Guatemalan women take on Canada’s mining giants over ‘horrific human rights abuses’ – by Ashifa Kassam (The Guardian – December 13, 2017)

https://www.theguardian.com/

On the 20th floor of an office tower in the heart of Toronto’s financial district, Irma Yolanda Choc Cac’s bright pink embroidered blouse and handwoven skirt contrasted with the suits of the lawyers around her as she detailed the hardest day of her life.

It was the first time Choc Cac had ever left Guatemala. But the story that she and 10 other Maya Q’eqchi’ women had come to tell is at the heart of a precedent-setting legal challenge pitting indigenous people against a transnational corporation – and which has cast a chill over Canada’s vast mining industry.
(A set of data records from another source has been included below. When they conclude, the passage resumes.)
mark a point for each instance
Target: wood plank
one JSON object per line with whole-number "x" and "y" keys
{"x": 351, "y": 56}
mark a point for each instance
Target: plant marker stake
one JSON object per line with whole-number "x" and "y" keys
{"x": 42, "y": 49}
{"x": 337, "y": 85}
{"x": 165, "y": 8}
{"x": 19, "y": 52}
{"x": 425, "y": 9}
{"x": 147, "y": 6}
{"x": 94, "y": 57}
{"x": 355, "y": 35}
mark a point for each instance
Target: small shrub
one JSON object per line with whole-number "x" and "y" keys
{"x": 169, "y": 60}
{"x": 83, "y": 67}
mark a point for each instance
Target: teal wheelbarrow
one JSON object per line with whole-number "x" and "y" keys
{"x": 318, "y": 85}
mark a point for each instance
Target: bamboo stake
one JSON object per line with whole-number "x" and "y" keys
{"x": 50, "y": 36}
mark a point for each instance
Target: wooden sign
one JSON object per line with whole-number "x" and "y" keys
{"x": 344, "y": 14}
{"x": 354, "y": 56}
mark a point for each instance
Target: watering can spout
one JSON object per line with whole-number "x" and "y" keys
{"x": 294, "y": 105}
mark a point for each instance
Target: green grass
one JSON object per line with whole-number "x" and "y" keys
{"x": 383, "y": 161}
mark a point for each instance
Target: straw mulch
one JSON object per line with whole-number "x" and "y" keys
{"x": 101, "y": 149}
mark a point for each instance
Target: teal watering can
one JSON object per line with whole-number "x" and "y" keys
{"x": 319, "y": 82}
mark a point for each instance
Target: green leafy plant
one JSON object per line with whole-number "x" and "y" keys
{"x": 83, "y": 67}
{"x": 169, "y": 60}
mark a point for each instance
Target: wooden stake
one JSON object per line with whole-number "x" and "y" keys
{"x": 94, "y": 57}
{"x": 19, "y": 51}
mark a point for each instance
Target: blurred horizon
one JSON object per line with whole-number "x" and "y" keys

The case centres on allegations dating back to 2007, when the women say hundreds of police, military and and private security personnel linked to a Canadian mining company descended on the secluded village of Lote Ocho in eastern Guatemala.

A few days earlier, security personnel had set dozens of homes ablaze in a bid to force the villagers off their ancestral lands, according to court documents.

But on 17 January, the men were out in the fields, tending to crops of corn and cardamom, and the women were alone. The 11 women say they were raped repeatedly by the armed men. Choc Cac – three months pregnant at the time – was with her 10-year-old daughter when she was seized by the men, some of whom were in uniform.